Hierarchical Recurrent Adapters for Efficient Multi-Task Adaptation of Large Speech Models
This work addresses the efficiency problem for researchers and practitioners adapting large speech models to many downstream tasks, though it is incremental as it builds on existing adapter methods.
The paper tackles the high per-task parameter overhead in large-scale multi-task adaptation of pre-trained speech models by introducing a Hierarchical Recurrent Adapter (HRA), which outperforms previous adapter-based methods and full fine-tuning in automatic speech recognition tasks.

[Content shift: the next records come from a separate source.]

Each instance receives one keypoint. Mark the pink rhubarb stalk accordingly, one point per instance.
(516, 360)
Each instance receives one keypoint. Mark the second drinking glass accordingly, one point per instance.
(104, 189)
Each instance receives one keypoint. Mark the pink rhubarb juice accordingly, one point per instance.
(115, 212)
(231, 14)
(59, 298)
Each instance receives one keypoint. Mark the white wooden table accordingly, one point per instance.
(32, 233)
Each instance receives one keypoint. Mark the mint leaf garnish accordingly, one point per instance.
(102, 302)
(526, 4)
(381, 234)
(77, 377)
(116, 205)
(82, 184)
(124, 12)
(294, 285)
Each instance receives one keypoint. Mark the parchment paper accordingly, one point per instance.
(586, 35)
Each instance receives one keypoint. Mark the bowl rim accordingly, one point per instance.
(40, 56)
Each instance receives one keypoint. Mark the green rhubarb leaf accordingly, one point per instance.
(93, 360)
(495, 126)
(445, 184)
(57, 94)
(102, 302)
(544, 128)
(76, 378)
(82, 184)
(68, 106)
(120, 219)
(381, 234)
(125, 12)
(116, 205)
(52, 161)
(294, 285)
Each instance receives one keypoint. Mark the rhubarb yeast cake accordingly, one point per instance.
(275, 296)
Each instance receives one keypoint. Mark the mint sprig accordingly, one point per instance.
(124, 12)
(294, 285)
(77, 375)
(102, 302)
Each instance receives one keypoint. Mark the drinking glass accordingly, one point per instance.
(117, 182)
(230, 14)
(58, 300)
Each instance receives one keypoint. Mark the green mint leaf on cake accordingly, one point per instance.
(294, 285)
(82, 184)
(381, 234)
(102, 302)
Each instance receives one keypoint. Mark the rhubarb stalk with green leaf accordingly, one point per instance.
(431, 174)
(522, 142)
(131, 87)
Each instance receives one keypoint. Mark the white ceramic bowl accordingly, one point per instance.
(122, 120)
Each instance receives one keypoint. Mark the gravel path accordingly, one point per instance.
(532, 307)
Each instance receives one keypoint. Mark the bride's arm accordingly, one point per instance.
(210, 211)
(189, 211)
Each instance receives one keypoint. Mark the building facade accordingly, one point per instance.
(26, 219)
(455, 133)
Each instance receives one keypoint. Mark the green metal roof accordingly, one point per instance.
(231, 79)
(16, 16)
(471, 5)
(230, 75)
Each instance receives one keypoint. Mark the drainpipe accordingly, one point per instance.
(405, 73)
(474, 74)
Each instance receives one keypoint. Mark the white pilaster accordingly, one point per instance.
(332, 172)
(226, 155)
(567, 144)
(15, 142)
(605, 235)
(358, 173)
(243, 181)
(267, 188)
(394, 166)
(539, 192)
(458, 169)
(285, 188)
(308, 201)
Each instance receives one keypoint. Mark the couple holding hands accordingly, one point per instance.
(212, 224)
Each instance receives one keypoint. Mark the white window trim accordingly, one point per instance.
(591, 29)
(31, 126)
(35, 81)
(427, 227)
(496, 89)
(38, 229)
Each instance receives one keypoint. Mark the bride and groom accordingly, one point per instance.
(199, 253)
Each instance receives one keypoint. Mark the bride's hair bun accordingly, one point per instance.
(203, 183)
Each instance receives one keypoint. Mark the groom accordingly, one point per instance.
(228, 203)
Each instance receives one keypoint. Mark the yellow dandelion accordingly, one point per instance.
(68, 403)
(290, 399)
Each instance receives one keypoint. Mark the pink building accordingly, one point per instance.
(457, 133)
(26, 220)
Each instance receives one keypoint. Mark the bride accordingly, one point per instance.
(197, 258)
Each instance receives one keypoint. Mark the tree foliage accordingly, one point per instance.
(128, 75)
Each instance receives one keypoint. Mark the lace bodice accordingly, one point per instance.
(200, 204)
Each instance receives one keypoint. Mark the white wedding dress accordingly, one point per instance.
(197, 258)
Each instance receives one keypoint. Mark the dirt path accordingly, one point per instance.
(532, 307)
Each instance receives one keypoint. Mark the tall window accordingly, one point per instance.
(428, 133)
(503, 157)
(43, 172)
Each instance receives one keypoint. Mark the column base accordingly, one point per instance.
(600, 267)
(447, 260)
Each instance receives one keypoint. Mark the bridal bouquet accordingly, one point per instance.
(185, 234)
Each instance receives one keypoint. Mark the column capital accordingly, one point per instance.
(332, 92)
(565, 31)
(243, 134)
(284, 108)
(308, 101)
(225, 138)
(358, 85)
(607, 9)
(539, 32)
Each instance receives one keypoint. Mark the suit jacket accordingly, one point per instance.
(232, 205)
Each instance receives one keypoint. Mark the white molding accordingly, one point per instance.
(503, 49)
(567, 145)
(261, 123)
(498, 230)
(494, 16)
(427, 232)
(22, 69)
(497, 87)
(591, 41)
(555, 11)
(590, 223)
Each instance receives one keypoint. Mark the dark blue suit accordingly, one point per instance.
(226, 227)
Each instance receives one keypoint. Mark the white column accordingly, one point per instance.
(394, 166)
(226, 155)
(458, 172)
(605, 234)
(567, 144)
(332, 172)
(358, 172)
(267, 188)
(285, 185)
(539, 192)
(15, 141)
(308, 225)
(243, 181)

Parameter efficient adaptation methods have become a key mechanism to train large pre-trained models for downstream tasks. However, their per-task parameter overhead is considered still high when the number of downstream tasks to adapt for is large. We introduce an adapter module that has a better efficiency in large scale multi-task adaptation scenario. Our adapter is hierarchical in terms of how the adapter parameters are allocated. The adapter consists of a single shared controller network and multiple task-level adapter heads to reduce the per-task parameter overhead without performance regression on downstream tasks. The adapter is also recurrent so the entire adapter parameters are reused across different layers of the pre-trained model. Our Hierarchical Recurrent Adapter (HRA) outperforms the previous adapter-based approaches as well as full model fine-tuning baseline in both single and multi-task adaptation settings when evaluated on automatic speech recognition tasks.